なぜ?どうして貴方がその事を知ってるの?
「I'm Diana, Canadian」
(私はダイアナ、カナダ人よ。)
頭の中にドッ、ドッ、ドッと早鐘が打つ。
背中から冷や汗が流れる。
どこからどう考えたら良いかわからない。
心臓がバクバクし指先が急速に冷えて行く気がする。
・・・まさか、いやまさか。
「どうして私が小倉美咲だと?」緊張からか自分が思っている以上に低い声が出た。
オスカー団長は私の目をしっかりと見据え
「簡単だ。貴方の戦う時の癖は変わっていないからな。」と驚くべき発言をしたのだ。
痛いほどの沈黙がこの場所を支配する。
声を絞り出す様に「本当に私と最後の試合をしたダイアナなの?」と聞き返した。
だってそんなのはおかしい。
「・・・・っでも、第一貴方は男の人よ。そんなはずは無いわ。ダイアナは女性だったはず。」
こちらで転生したのは3年ほど前だと思う。
もう忘れかけていた過去を振り返っている。
確かあの時、海外遠征で日本代表としてカナダへ行っていた。
男女で1つの試合会場で、カナダナショナルからのお誘いで親善試合をした。
私とダイアナは最初から熱い試合展開で、ポイントを取ったり取られたりのシーソーゲームをしていた。
そう、ダイアナからの胸部へのポイントが私の致命傷になったのだ。割とスポーツには起こり得る事だとは何度となく思う。
そんな事を考えていると
「そう、でもあの美咲の事故の2週間後、私も偶然だけどあの世を去った。」と彼自身の説明をしてくれた。
「こちらの世界へ来た時は正直びっくりした。突然騎士団長の息子だったし、歳もこちらの方が上だった。」と話す姿は確かに女性らしく思える。

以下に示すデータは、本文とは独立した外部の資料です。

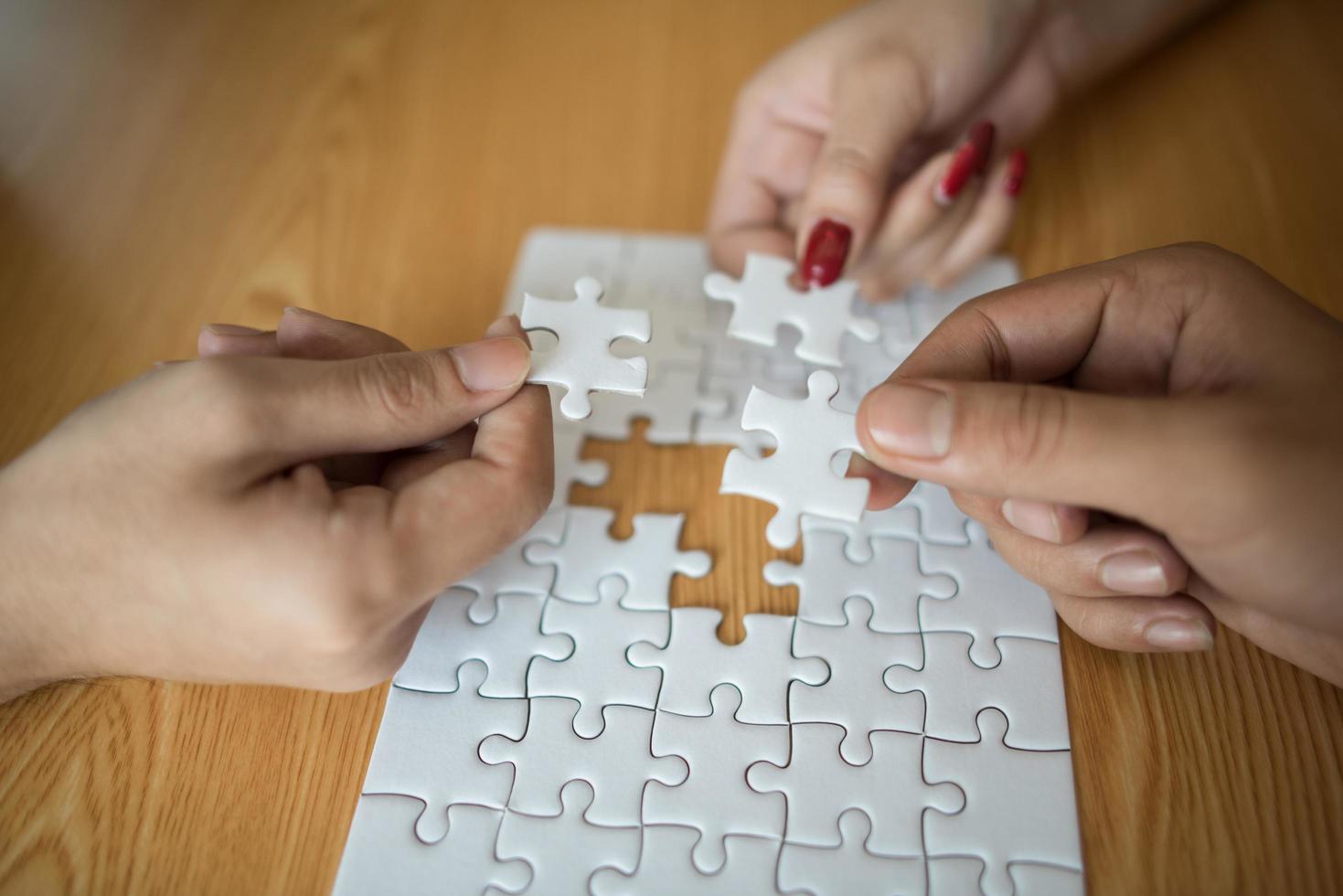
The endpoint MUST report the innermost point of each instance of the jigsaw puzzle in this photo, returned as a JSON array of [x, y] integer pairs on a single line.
[[558, 729], [583, 360], [798, 477]]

「でもこの状態に慣れるのは割と早かったと思う。元々あまり女である事に対して執着は無かったし。それに私、女もイケるのよ。」とウインク1つでとんでもないカミングアウトをぶちかました。
「小倉美咲いや、アニエス、私と結婚してしてくれませんか?前世を知っている者同士上手くやれると思う。」とこの流れでプロポーズされた。
そこに愛はあるんか?」と女将さんが問いかける何処かのCMのフレーズが頭をよぎった。

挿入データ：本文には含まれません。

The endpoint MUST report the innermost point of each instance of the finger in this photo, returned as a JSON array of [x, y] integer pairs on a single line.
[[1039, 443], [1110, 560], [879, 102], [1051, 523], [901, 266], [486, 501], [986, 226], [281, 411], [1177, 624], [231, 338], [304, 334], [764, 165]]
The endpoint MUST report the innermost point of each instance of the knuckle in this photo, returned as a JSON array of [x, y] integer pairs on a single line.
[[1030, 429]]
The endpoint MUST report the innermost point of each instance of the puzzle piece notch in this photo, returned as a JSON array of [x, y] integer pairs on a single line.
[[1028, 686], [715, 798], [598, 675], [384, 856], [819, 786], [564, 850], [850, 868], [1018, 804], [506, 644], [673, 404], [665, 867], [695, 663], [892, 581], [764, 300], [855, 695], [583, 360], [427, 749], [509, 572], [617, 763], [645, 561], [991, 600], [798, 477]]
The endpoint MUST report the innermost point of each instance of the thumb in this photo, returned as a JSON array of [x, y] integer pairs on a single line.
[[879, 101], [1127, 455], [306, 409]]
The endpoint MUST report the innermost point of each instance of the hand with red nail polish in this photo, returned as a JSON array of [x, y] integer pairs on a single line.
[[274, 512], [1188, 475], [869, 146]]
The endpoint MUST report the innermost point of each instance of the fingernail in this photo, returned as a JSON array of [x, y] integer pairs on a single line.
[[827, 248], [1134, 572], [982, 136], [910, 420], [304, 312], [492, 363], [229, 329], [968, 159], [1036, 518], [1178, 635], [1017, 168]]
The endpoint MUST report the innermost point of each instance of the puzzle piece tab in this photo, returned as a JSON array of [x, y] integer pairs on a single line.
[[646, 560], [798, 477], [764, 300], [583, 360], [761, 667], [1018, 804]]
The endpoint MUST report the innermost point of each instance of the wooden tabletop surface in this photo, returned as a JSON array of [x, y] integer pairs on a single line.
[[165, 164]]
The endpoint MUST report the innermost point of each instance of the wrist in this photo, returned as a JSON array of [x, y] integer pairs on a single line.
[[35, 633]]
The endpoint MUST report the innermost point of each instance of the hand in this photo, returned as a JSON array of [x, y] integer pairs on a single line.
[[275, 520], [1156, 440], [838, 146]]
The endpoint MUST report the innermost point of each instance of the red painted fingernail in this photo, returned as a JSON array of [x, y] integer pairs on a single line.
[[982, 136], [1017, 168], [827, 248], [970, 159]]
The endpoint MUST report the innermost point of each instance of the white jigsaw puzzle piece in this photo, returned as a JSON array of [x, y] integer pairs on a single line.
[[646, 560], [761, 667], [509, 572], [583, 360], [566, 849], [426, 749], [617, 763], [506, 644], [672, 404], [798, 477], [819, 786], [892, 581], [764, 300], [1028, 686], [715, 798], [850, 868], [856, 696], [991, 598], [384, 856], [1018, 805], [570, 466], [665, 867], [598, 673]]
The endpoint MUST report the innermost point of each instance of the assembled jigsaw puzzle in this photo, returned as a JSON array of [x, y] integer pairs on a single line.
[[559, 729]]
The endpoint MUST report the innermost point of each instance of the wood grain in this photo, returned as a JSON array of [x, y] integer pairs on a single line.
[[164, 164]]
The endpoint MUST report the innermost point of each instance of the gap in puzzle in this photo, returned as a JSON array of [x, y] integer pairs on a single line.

「・・・ちょっと、ちょっと考えさせて下さい。そんなすぐには返事なんて出来ません。」と俯きながら返事した。
たぶん自分で情けなくなる程、とても小さな声だったと思う。
ダイアナいやオスカー団長はにっこり笑うと、私の方へ屈み込み、チュッと頬にキスをして「急がないよ。ゆっくり行こう。良い返事を期待してる。」と微笑んで去っていった。

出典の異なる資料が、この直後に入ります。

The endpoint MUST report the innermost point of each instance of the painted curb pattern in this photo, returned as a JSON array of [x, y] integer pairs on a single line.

うっ、なっ、何アレあの色気?ちょっと落ち着こう。どこから考えたら良いのか?
アニエスはキスされた頬を押さえながら立ち去るオスカー団長を見送っていた。
「アニエスはあんな男が好みなのか?」と突然背後から声がした。振り向くとアルフォンス団長が壁にもたれ腕を組み、仏頂面でこちらを見ていた。
「いえ、それはないです。ただの興味本位だと思います。あの方なら本国でもかなりオモテになっているはずですし。」と言い返しておいた。
さっきの英語は聞かれてても分からないはず。
あ~~。何だか今日は精神的にクル日だ。
と思っていたら急に目の前が暗くなった。
そしてなぜか壁ドン状態だった。
思わず目線を上げると目の前にアルフォンス団長の顔があった。
「えっ。」と思った瞬間口づけをされていた。
「謝らないからな。」とゆっくりとアルフォンスが私の目を見つめてそう言いながら去って行った。
一瞬何をされたか分からなかった。
気がついた瞬間、顔から火が出るぐらい恥ずかしかった。
「もう、何なの今日は。。。」と一人呟くアニエスだった。